Indeed, a 2016 survey of the members of the Society of Research Administrators International found that administrators themselves ranked knowledge of rules and regulations and customer service and collegiality the most important qualities for success in the field. No one considered math and budgeting proficiency the quality of most importance.

Christa Johnson, associate vice president for research, sees the role of the Office of Sponsored Programs as not only supporting the university’s overall research enterprise, but also providing research administrators the resources they need to support individual faculty in their research.

“Our efforts aren’t top-down; we give people a chance to interact, meet in person, learn new things, and share what they know,” said Johnson, who started her career teaching the humanities. “They share knowledge, and best practices – everything. We learn so much in the process.”

A network of knowledge

Research administrators at RAMAround meeting
Research administrators help CSU investigators secure and manage grant funding from a variety of sources, and learn from each other at RAMAround.

When Johnson came to CSU from Washington University in 2015, one of her first initiatives was to bring the far-flung research administrators closer together, so they can share what they have learned through dealing with various funding agencies.
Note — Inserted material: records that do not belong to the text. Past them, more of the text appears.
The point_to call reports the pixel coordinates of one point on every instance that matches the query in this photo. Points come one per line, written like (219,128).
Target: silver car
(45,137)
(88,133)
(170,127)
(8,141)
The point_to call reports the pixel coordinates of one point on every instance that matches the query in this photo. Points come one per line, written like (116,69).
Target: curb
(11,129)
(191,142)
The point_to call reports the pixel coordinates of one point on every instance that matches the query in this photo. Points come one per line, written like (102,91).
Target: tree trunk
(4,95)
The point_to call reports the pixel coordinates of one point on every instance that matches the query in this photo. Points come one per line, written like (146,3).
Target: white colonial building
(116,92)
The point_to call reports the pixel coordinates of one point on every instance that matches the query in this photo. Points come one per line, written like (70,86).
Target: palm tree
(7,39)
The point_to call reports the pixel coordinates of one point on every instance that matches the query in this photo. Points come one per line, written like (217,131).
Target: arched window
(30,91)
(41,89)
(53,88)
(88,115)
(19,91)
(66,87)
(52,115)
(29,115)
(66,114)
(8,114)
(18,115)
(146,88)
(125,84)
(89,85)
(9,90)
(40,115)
The result was RAM (Research Administrators and Managers) Around, which meets monthly in the Morgan Library Event Hall to provide a forum for knowledge exchange as well as professional development.

“The research administrators at CSU are naturally a very collaborative group, and Christa and Diane have helped make us more so,” said Margi Cech, financial and research manager for the College of Natural Sciences, who was always fascinated by research but was never involved in it as an undergrad. “Their efforts, such as RAMAround, have really elevated an awareness of the importance of research administration on campus. We have established a tremendous network of colleagues we can call on when we have questions about a certain funding agency or a new requirement.”

Ron Splittgerber, director of research services who started at CSU as a volunteer in the 1960s while he was a student at Fort Collins High School, has seen several important changes over the years: grant systems moving from paper to online, for example, as well as the professionalization of the research administrator role, and the growing appreciation of their importance to the success of the university’s research enterprise.

“Research has always been part of CSU’s land-grant mission,” he said. ”Our vision for a healthy institution depends on a unified approach to the research mission. (CSU President) Tony Frank and the VP for research understand that we wouldn’t be successful without it, and through things like RAMAround, I feel the administration really appreciates the research administrators and is listening to their concerns.”